Every 15 improve cycles, handle_feedback_loop_scan checks Done tasks that have a pull_request_url in their artifact but no state/proposal_feedback/<id>.json file. It fetches the GitHub PR state and writes the feedback record automatically. This closes the learning loop for PRs merged or closed by humans outside the review watcher.

Workspace Health Monitoring

Every 25 improve cycles, handle_workspace_health_check runs a quick sanity check (python -c "import sys; sys.exit(0)") inside the venv of each repo with a local_path configured. On failure it attempts RepoEnvironmentBootstrapper.prepare(). If bootstrap also fails, a high-priority [Workspace] Repair environment for <repo> goal task is created. This prevents a broken venv from causing every subsequent task to fail silently with dependency_missing or infra_tooling.

Per-Task-Kind Running TTL

The stale-running reconciler uses per-kind timeouts rather than a single global TTL. When a task has been in Running state longer than its TTL, it is moved to Blocked for triage.

Task kind TTL
goal 120 minutes
test 45 minutes
test_campaign 45 minutes
improve 30 minutes
improve_campaign 30 minutes
fix_pr 45 minutes
(other / unknown) 90 minutes

TTL evaluation uses issue.updated_at. A task that updated recently (e.g. still receiving comments from an active run) is left alone even if its wall-clock age exceeds the TTL. This prevents false-positive stale detection on long-running but active executions.

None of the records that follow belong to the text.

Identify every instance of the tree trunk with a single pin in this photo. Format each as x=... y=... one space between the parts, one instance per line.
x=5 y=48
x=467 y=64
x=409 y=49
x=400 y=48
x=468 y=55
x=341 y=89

Systemic Feedback from Escalation

When the escalation webhook fires (should_escalate is true — ≥5 blocked events for the same classification in 24 hours), the improve watcher now also creates a dedicated [Systemic] Investigate recurring <classification> failures task on the board with:

  • task-kind: improve
  • source: improve
  • urgency: high

This ensures systemic issues produce actionable board work, not just a webhook notification. The task is deduplicated: if a [Systemic] task with the same title already exists on the board, no duplicate is created.

Escalation

When the same classification appears in ≥5 blocked-triage events within 24 hours, an HTTP POST is sent to escalation.webhook_url (if configured). A cooldown prevents repeated POSTs for the same classification. This is a signal to the operator that a systemic issue exists.

What Improve Should Avoid

  • recursive unblock storms
  • vague task spray
  • many similar children for the same failure pattern
  • broad unsolicited repo rewrites

Current Safeguards

  • duplicate avoidance for the same source task + handoff reason
  • cap on follow-up tasks per improve cycle
  • repeated-pattern heuristic that prefers one system-fix task over many scattered children
  • no recursive unblock task generation for improve-generated failures
  • stale-PR scan only closes PRs whose comment history confirms no prior close attempt

Human Attention Routing

Improve should leave tasks visibly human-facing when the next action cannot be automated confidently, especially for:

  • auth or secret issues
  • local environment/tooling setup failures
  • unclear Plane permission problems
  • repeated unknown failures without a stable classification

In these cases, improve comments make clear:

  • the classification
  • the reason summary
  • whether a follow-up task was created
  • whether human attention is required

Relationship To Other Lanes

  • propose seeds new bounded board work when the system is otherwise quiet
  • goal implements
  • test verifies
  • improve interprets, stabilizes, and generates next work

This keeps the board readable and avoids mirroring every internal Kodo sub-role on the board.